Indeed, to speak of "wilderness" implies that we are separate from the world, and it is this mindset that leads us to set aside certain areas as Natural Pristine Beauty and then pave over everything around them. Both lands are thus diminished by the desire for Purity. If we were willing to incorporate the rest of living world, letting it live and grow with our influence but not our destruction, as once we used to, such that the genetic variety of the world was not reduced -- perhaps then we would not have these epidemics after all. It is not that we need to Preserve The Wilderness so much as we need to become part of the world again.
As it is, capitalism prefers that this does not happen, because it means a slower increase in personal wealth for the select people holding all the money. Capitalism does not live and let live. It cannot. The system wants more, more, more, faster and faster. To clarify: certain people holding all the money want more, more, more, faster and faster. There is no place they would let alone if they could make lots of money off it soon, nor any place they would let make money slowly when it could make money quickly. So you see people choosing to strip-mine a place instead of sell tickets for river rafting.
This was never necessary, except to serve the greed for personal wealth and power. And yet, was it even necessary for that?
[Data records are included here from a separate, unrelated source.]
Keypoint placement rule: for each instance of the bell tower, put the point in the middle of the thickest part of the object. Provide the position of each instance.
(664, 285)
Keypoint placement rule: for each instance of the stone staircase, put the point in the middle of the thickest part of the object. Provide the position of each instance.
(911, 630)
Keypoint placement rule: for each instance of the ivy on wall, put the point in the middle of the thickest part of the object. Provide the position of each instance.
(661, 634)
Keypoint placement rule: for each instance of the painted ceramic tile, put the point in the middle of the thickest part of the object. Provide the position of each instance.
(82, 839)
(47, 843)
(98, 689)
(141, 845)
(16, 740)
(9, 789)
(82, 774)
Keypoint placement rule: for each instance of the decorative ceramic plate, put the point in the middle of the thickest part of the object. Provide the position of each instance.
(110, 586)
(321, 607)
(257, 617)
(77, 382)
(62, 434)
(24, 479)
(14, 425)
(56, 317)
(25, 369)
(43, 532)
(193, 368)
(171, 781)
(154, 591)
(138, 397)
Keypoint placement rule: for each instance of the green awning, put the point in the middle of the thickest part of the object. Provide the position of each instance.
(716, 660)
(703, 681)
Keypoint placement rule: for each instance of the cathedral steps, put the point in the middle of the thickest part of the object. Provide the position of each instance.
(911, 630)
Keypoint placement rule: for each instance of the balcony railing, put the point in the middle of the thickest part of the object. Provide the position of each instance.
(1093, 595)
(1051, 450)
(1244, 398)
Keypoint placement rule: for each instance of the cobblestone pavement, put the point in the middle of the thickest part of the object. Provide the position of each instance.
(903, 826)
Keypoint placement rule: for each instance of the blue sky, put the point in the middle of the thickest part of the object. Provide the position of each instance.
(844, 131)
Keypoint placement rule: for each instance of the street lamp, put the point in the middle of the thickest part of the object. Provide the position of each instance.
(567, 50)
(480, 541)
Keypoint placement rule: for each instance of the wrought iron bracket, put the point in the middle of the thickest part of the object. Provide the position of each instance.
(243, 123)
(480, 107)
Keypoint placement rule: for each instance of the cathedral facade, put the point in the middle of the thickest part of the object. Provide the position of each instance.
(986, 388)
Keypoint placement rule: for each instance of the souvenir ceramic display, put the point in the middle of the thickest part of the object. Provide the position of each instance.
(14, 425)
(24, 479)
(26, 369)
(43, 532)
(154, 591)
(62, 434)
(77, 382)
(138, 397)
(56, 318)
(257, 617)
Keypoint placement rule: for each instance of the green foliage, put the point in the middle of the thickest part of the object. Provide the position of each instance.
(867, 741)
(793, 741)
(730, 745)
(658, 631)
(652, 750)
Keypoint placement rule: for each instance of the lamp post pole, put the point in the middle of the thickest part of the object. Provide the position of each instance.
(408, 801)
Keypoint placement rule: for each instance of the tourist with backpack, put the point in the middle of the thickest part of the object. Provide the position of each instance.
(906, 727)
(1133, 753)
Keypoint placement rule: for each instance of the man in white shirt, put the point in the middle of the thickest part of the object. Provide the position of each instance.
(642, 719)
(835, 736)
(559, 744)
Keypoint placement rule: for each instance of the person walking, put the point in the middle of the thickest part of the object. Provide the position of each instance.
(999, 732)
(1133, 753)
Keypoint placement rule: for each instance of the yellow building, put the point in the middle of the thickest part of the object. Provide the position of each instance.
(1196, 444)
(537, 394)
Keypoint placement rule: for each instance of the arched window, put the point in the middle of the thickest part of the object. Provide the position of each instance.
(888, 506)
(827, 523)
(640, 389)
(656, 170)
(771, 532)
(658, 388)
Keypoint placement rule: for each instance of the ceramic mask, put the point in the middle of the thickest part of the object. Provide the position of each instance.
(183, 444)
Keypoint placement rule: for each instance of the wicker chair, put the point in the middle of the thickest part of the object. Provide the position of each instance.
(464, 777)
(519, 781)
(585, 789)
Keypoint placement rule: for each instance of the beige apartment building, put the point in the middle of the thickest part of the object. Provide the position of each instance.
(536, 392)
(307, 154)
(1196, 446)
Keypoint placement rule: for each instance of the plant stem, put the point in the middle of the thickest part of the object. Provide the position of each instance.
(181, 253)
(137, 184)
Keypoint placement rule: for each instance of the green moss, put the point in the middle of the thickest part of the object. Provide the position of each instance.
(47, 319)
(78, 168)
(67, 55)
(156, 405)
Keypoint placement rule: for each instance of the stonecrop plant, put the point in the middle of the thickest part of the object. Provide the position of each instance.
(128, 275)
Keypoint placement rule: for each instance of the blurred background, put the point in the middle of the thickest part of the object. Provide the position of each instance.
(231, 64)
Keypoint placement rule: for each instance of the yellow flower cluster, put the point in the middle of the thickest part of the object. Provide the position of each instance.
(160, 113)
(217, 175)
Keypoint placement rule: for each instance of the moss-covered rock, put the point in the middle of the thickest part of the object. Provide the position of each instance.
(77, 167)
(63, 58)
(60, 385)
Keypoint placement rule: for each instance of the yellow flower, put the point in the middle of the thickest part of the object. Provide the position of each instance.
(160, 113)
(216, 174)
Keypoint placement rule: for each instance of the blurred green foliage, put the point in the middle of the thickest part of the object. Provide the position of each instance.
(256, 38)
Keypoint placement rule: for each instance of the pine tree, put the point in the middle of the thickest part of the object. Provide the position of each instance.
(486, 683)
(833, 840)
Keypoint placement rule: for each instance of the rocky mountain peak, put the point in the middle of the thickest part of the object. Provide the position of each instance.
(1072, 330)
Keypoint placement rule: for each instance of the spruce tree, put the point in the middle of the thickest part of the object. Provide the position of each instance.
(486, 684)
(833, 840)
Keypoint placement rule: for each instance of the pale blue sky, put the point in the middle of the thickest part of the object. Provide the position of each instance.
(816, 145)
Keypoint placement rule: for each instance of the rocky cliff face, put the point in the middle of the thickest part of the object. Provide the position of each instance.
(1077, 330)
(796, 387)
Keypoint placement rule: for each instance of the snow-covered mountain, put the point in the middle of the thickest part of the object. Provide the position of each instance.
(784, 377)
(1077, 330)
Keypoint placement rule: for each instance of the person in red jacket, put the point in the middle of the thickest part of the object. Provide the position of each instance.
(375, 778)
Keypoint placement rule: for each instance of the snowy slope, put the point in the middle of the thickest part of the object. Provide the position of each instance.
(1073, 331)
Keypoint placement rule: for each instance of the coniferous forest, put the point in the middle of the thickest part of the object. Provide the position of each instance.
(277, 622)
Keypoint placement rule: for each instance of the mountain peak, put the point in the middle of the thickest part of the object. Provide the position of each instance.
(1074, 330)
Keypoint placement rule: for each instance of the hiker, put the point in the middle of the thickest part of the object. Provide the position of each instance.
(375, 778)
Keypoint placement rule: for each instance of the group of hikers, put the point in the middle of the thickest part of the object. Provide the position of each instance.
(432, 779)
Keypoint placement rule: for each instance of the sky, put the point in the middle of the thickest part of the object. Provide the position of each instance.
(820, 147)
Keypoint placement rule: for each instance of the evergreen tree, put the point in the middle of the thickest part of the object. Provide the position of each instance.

The Empire of the Incans functioned without money or markets, as did every civilization for thousands of years, until someone invented coinage around the 600s BCE. Plenty of wealth and power to be had without coins, surely! The real value of money is liquidity and speed, and some people want their fortune Now. Maybe it’s the Greed For Speed that makes the difference between the power-grabbing of an aristocrat and the power-grabbing of a merchant.
And so as we alter the landscape too fast it cannot adapt in time, and suffers greatly.
We see the results in one epidemic after another. It’s not Gaia’s Revenge; it’s just the fallout of us setting things up to make a virus’s happy accident our unhappy accident, time and again.